Keep children out of family court conflicts, judges warn
Using children as negotiation pawns is the worst decision a parent could make when involved in a legal dispute. This may seem obvious to most people, but it continues to be a front and center issue in many child custody cases. While judges deplore and decry behavior such as a parent withholding children from the other parent because of perceived inadequate parenting skills, it is often only when those judges threaten to take action that the message sinks in. And the actions they can take can be drastic.
Take the case of a parent who is bound by a court order to exercise parenting time every second weekend and who decides that the other parent is neglecting the children. Should that “access parent” unilaterally decide to change the custody arrangement and refuse to return the children to the “primary care parent”? The answer is No! When bound by a court order, parents cannot bring changes to the custody arrangement without first obtaining the court’s permission.
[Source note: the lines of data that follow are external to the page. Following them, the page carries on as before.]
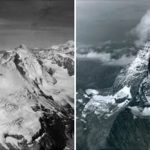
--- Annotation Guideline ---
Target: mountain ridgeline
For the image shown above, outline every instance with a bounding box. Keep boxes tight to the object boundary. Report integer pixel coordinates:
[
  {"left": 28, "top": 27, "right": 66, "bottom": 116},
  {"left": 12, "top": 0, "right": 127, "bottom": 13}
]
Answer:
[
  {"left": 77, "top": 41, "right": 150, "bottom": 150},
  {"left": 0, "top": 41, "right": 74, "bottom": 150}
]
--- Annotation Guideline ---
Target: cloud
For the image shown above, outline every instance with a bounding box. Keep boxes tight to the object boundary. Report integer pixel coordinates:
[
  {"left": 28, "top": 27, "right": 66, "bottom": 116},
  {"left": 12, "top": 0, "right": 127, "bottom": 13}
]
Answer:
[
  {"left": 131, "top": 10, "right": 150, "bottom": 46},
  {"left": 77, "top": 52, "right": 135, "bottom": 66}
]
Should a parent be convinced that the children are being neglected, he or she should take a series of steps before even considering not returning the children. First, contact a lawyer. Second, consider referring the matter to a child welfare agency. Third, discuss with your lawyer the possibility of setting an emergency court appearance. Changing this sequence in any way, especially by unilaterally deciding to withhold the children from the other parent could prove very costly.
For example, court orders often contain a clause allowing peace officers to intervene should any of the conditions of the order not be complied with. The non-conforming parent could even be held in contempt of court and arrested. In all cases, the non-conforming parent will create an indelible impression on the judge, which could have an impact on future court proceedings. This is especially true in smaller communities where there is only one judge who hears court matters.
Having said this, it only makes sense not to place children in the middle of a family dispute. In any event, courts are only interested in the best interests of the children. The parent who shows the most respect for this fundamental principle is the one who will most likely gain the court’s favor.